Baffin chamber: only new Inuit firms need special help
A joint committee made of representatives from Nunavut Tunngavik and the Nunavut government has begun public consultations on the creation of a new Nunavut government contracting policy that conforms to Article 24.
MICHAELA RODRIGUE
IQALUIT — The Nunavut government should only give special treatment to fledgling, Inuit businesses — not established ones, when it buys goods and services, a business group says.
The Baffin Regional Chamber of Commerce (BRCC) says the government should try to boost young Inuit businesses, not established ones, when it changes its contracting policies to reflect Article 24 of the Nunavut land claim agreement.
“Article 24 is not meant to provide an indefinite advantage, but to help establish Inuit businesses,” the chamber’s executive director Colleen Dupuis recently told a working group charged with amending the current policies.
“It should only apply to Inuit firms considered not established.”
The chamber says the government should put in place a set of criteria that defines an “established business.” For example, the chamber cited government economic development programs that limit aid to businesses with revenues of less than $2 million a year.
An “established” Inuit business would not have access to preferential treatment other than those provided to other Nunavut or local businesses, the chamber suggests.
Providing unnecessary advantages to any Inuit business, regardless of size, could cost the government unnecessary money, and impede the growth of small Inuit businesses [which] the land claim was intended to help,” Dupuis said.
The Nunavut government and Nunavut Tunngavik Inc. have formed a joint working group to devise new contracting policies to meet the territorial government’s responsibilities under the land claim agreement.
Article 24 states the government of Nunavut should enable Inuit firms to compete for government contracts by providing “reasonable support and assistance.” It also states Inuit employement levels should reflect the current proportion of Inuit within Nunavut’s population.
The land claim agreement does not set mandatory targets or guarantees that Inuit firms will be hired, but ensures that Inuit firms will receive fair access to territorial government contracts, John Lamb, a member of the working group said.
Nunavut’s current contracting policy, the Business Incentive Policy, was inherited from Yellowknife, with some changes to reflect Article 24.
The government now wants to have a new “made in Nunavut” policy in place by April 1, 2000. How the new policy will reflect the land claim agreement is a matter for the working group to decide.
The first in a series of public meetings on territorial government contracting policy was held in Iqaluit last week.
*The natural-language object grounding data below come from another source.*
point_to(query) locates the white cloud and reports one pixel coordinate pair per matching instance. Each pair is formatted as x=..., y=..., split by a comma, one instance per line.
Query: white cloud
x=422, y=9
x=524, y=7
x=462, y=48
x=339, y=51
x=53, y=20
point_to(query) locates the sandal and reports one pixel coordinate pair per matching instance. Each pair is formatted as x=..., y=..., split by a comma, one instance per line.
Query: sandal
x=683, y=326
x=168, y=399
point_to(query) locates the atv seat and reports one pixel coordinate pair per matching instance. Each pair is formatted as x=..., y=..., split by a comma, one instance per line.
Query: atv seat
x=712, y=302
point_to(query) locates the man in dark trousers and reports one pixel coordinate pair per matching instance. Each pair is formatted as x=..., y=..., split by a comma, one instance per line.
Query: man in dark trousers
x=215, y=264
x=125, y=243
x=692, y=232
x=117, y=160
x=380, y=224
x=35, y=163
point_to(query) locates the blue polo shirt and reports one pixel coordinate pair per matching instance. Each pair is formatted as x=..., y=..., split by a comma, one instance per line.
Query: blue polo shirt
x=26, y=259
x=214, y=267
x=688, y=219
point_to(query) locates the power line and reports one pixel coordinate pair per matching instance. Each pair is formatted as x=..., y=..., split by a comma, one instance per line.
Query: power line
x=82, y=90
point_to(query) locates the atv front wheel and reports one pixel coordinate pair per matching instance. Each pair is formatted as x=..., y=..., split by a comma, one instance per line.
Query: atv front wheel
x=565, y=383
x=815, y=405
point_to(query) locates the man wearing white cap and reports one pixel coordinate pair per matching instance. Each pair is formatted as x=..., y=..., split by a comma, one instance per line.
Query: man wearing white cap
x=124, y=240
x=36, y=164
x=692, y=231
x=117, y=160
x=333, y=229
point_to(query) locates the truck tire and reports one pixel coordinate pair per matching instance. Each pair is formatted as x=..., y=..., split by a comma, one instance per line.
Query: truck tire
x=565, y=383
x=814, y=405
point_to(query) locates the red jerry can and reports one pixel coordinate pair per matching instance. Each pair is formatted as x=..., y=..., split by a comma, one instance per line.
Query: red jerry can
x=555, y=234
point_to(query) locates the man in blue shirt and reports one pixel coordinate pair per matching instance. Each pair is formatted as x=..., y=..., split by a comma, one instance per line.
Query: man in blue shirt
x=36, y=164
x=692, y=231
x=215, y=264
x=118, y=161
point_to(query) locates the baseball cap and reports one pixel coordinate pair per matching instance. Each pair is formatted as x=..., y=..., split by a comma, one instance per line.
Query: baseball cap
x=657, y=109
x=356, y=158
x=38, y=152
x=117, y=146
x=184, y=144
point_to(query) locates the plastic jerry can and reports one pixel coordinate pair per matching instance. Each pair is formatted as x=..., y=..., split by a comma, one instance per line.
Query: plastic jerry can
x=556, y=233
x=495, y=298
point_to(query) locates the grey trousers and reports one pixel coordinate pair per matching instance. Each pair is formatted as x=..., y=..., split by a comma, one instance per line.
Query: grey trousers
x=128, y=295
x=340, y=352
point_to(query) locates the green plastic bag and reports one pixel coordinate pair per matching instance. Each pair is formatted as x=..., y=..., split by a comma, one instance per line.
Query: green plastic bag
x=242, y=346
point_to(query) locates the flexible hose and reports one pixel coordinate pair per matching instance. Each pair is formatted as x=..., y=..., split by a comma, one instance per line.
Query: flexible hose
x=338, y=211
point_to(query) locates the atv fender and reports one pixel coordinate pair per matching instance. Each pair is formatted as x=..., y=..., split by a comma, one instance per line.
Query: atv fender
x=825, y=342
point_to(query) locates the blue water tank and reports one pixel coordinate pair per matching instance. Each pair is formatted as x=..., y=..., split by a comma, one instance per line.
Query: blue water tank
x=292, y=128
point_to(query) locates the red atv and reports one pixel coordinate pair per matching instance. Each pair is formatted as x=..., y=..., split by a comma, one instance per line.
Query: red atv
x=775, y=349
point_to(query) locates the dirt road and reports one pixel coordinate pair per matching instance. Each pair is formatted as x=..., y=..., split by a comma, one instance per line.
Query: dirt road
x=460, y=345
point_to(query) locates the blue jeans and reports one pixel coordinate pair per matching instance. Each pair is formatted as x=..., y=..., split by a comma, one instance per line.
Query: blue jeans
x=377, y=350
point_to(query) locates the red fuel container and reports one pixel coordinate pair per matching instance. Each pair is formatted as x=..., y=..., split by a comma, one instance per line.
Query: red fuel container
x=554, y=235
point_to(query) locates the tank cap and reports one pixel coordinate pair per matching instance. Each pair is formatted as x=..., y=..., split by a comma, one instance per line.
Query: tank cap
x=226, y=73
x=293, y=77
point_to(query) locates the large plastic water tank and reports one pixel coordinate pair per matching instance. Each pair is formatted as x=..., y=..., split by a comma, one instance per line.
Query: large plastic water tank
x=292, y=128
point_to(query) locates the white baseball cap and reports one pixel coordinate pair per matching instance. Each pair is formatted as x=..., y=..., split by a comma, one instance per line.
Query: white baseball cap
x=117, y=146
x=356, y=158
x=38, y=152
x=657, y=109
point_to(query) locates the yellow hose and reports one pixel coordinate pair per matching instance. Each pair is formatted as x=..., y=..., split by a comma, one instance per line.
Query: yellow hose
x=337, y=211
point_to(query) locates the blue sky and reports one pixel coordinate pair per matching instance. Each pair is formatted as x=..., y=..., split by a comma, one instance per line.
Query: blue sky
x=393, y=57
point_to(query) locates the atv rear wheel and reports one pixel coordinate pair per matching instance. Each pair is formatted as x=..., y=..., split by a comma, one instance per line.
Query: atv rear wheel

Inuit and non-Inuit business people turned out to present their wish-lists to the working group.
Business people who have worked in the North but do not have Nunavut-based ownership said they too should be considered Northern.
“We are a branch office from Yellowknife. We have northern status there and we now have northern status for now in Nunavut. We want to be able to retain the status,” said Clive Clark, of the engineering and architecture firm Ferguson Simek Clark (FSC).
FSC is now training Inuit and wants to hire Inuit professionals, but Clark said it will take at least three to five years.
“We cannot be owned by a non-professional,” Clark said.
Kenn Harper, speaking on behalf of Calgary-based Urbco Inc., said his company should also retain the northern status of the Nunavut properties that it has purchased.
Gary Gee, the owner of Iqaluit’s Titiraruk Printing Services wanted to know if a business’s hiring of Inuit and not just the level of Inuit ownership would be taken into account when government contracts are awarded.
Kirt Ejesiak, owner of Uqsiq Communications Inc., urged the working group members to take the spirit of the land claim agreement into account when developing the new policy.
“If we look at the spirit of Article 24, we want to make sure that we don’t dilute it.” He said an ombudsman should be set up to monitor the content of Inuit businesses in Nunavut.
The working group was scheduled to hold similar meetings in Cambridge Bay and Rankin Inlet this week.
Afterwards they hope to draft a new policy and put it out for public response. The working group plans to release a second draft by January and hopes to have the Nunavut cabinet and NTI’s executive sign off on the new policies by April.
NTI’s acting president James Eetoolook said he wants any new contracting policies to uphold the Nunavut land claim and Inuit firms get a fair share of the contract and result in “a level of Inuit participation in the provision of goods and services that is representative of the Nunavut settlement.”
Eetoolook said under the land claim, the government has a responsibility to improve the capacity of Inuit businesses to compete.
“We have to catch up to the contracting world, that is what we’re trying to ensure,” Eetoolook said.
John Lamb represents NTI on the working group. He declined to outline specific policies NTI will lobby for until after the initial public consultation is complete.
But he said NTI and the Nunavut government will have to come up with a policy that benefits beneficiaries and non-beneficiaries.
“We recognize we’re in partnership with the Nunavut government, which is a public government, which has a different set of responsibilities. The policies that have to come out are going to have to take that into account,” Lamb said.